FactorialCode 18 Sep 2019 3:54 UTC
3 points
Trying to create an FAI from alchemical components is obviously not the best idea. But it’s not totally clear how much of a risk these components pose, because if the components don’t work reliably, an AGI built from them may not work well enough to pose a threat.

I think that using alchemical components in an possible FAI can lead to a serious risk if the people developing it aren’t sufficiently safety conscious. Suppose that either implicitly or explicitly, the AGI is structured using alchemical components as follows:
1. A module for forming beliefs about the world.
2. A module for planning possible actions or policies.
3. A utility or reward function.
In the process of building an AGI using alchemical means, all of the above will be incrementally improved to a point where they are “good enough”. The AI is forming accurate beliefs about the world, and is making plans to get things that the researchers want. However, in a setup like this, all of the classic AI safety concerns come into play. Namely, the AI has an incentive to upgrade the first 2 modules and preserve the utility function. Since the utility function is only “good enough”, this becomes the classic setup for Goodhart and we get UFAI.
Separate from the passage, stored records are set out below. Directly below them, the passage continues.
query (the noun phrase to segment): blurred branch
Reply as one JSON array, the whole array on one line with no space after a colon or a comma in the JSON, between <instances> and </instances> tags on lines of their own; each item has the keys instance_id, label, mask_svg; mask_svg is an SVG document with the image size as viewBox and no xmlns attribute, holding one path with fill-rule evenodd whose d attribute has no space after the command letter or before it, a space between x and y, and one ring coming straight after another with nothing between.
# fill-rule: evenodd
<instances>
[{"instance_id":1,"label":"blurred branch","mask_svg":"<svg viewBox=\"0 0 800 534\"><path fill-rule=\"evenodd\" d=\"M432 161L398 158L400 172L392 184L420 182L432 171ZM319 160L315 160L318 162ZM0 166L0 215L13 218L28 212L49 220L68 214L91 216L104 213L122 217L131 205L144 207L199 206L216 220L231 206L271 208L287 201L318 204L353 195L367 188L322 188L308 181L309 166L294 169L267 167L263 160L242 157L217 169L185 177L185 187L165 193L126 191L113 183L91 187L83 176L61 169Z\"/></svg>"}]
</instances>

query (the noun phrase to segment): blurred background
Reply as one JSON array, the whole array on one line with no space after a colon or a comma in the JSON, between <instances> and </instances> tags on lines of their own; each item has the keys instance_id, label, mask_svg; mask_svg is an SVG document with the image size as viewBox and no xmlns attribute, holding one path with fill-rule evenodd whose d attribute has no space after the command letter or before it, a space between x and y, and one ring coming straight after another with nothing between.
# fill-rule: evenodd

Even in a situation where the AI does not participate in it’s own further redesign, it’s effective ability to optimise the world increases as it gets more time to interact with it. As a result, an initially well behaved AGI might eventually wander into a region of state space where it becomes unfriendly using only capabilities comparable to that of a human.

That said, remains to be seen if researchers will build AI’s with this kind of architecture without additional safety precautions. But we do see model free RL variants of this general architecture such as Guided Cost Learning and Deep reinforcement learning from human preferences.

As a practical experiment to validate my reasoning, one could replicate the latter paper using a weak RL algorithm, and then see what happens if it’s swapped out with a much stronger algorithm after learning the reward function. (Some version of MPC maybe?)